Mbah mengangguk sebanyak tiga kali. "Hanya kamu sendiri saja yang bisa menyelesaikan urusan yang satu ini, Ndok. Sebab, kalian saling bertaut. Teliti, cari letak kesamaan itu, dari sana, kamu akan mendapatkan caranya!"
"Tapi, aku sudah nggak kuat. Semua begitu menyakitkan, Mbah."
"Ini adalah awal kesakitan yang sebenarnya. Kamu harus bisa, sebab orang lain tidak dapat membantu jika kamu tidak pandai dalam menelaah."
"Kenapa, Mbah?" tanyaku heran sekaligus penasaran.
"Karena iblis yang sebenarnya, ada di dalam jiwamu."
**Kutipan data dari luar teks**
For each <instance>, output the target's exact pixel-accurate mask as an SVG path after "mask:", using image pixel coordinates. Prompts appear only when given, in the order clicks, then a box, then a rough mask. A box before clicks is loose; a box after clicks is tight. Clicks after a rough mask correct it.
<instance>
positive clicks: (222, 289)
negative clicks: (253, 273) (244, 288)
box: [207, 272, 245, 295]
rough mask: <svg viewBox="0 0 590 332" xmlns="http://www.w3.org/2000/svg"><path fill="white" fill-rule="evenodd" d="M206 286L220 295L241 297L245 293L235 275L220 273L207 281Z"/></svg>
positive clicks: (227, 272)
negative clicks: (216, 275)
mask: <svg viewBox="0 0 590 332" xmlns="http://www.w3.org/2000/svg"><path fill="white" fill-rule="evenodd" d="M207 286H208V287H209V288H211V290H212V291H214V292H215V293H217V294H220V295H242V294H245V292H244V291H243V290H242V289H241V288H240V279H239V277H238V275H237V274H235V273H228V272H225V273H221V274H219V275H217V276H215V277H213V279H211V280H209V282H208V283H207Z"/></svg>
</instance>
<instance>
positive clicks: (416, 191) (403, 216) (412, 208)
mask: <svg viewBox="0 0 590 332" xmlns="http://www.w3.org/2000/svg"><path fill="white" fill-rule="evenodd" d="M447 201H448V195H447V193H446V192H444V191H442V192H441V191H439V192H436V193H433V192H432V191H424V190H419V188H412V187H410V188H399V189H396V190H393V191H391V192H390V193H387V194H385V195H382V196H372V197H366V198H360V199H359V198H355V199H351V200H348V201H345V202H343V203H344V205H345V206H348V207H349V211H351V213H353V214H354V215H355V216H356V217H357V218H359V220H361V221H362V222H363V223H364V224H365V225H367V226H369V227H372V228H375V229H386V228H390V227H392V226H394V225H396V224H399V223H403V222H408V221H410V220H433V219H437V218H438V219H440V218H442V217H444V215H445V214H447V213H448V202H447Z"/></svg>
"Aku?" tanyaku sambil memegang dadda dengan kedua tangan. "Maksudnya, Mbah?" aku melipat dahi dan menyipitkan pandangan.
"Ia ditanam sangat dalam, demi menjaga banyak orang. Tapi, jika kamu begitu lemah dan dia kuat, maka ia akan muncul, lalu mengambil alih dirimu. Kemudian menghabisi semuanya. Kecuali ... ."
"Kecuali siapa, Mbah?"
"Abdi abadi miliknya," sambung si mbah tampak serius.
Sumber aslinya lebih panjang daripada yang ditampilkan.